This cyber-journey has taught me many new truths:
that every domestic setback, from shredded tissues in the hot cycle to the embarrassing moment with the Bishop, has an underlying value - as a blog post!
that blogging accelerates children's mastery of life skills. Yep, ever since I began spending hours in isolation with my laptop my helpless pair have learned to bath themselves, make their own sandwiches and fathom the three remote controls required to switch on our TV.
that there are many more kindred spirits in cyberspace than in real life. Real-life mothers are never bored by childcare, never imbibe in daylight hours and never sleep in month-old sheets. Cyber mothers, on the other hand, stand shoulder to shoulder amid domestic mayhem - and are prepared to admit that they don't know where their iron is.
that my habit of peering through strangers' lighted windows is legitimate. Because that's what blogging is all about isn't it? I used to deem it nosiness; now I realise it's a cathartic sharing of life experience!

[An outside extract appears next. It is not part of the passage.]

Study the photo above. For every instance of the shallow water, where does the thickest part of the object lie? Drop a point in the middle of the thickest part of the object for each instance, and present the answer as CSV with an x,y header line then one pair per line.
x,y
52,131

that you can have good friends that you've never met. The bloggers who propped me up when I took my first blundering steps, the tweeters who helped clean my burnt Le Creuset before the Vicar saw it and who turned forward rolls for me when I was bored once last week and all those who have bolstered my stats and my ego with comments. Each one of you would earn the highest token of my esteem - an inked entry in my address book - if I knew you in real life.